Ottawa invests $58M in protections for temporary foreign workers

Workers harvest grapes at a farm. File photo courtesy of © Can Stock Photo / gina_sanders.

The federal government has announced it will boost inspections on farms, strengthen protections for temporary foreign workers, and help farmers improve their living conditions.

There have been hundreds of COVID-19 cases linked to the agri-food sector in Leamington and Kingsville. Repeatedly, public health officials have blamed congregate living settings on farms and at greenhouse operations. Workers have complained of sharing bathrooms and kitchens and bunks that are too close together.

The federal government said it would develop a national “approach to employer-provided accommodations, focusing on ensuring long-term dignified and high-quality living conditions for workers.”

“We recognize that there are important issues that need to be addressed with the Temporary Foreign Worker Program, and we are taking action,” said Minister of Employment, Workforce Development and Disability Inclusion Carla Qualtrough. “We are working tirelessly to ensure that temporary foreign worker rights are protected in Canada.”

The news is welcomed by the Ontario Greenhouse Vegetable Growers.

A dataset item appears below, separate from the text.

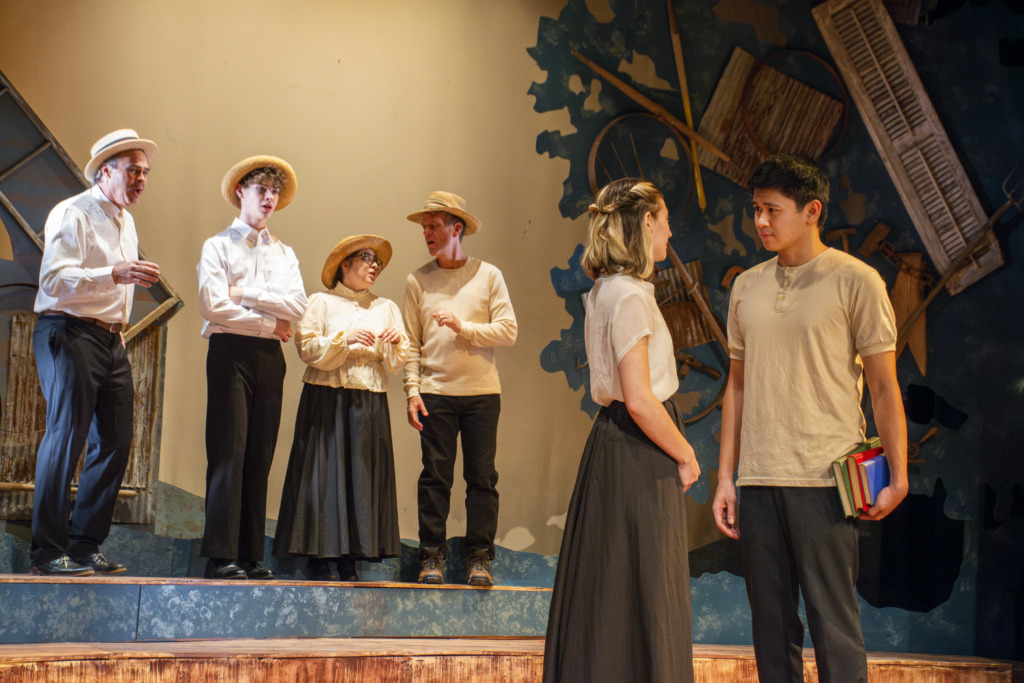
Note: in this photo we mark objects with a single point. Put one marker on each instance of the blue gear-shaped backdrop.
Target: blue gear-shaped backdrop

“Our members appreciate this new funding to boost protections,” said General Manager Joe Sbrocchi.

“All of our members want to keep their workers safe and health, and continue growing food for all Canadians,” added Chair George Gilvesy.

Over the next few months, it will consult with provincial and territorial governments, employers, workers, and the countries that take part in the Temporary Foreign Worker Program.

After the deaths of three temporary foreign workers in Ontario, including two in Windsor-Essex, Mexico brought the program to a halt until it received assurance that its citizens would be safe during the pandemic.

The federal government is already collaborating with the Canadian Red Cross and Ontario to set up temporary housing for foreign workers who need to self-isolate after testing positive for COVID-19.

An investment of $35 million will help farmers improve health and safety for their employees. Another $16.2 million will help strengthen the inspections regime on farms and in greenhouses and improve handling complaints. Supports for temporary foreign workers will get another $7.4 million, including $6 million for migrant worker support organizations to conduct outreach.

Immigration and refugee protections will be amended to hold employers accountable should they fail to keep workers safe. The change will also require employers to pay workers during their initial two-week quarantine when they first arrive in Canada.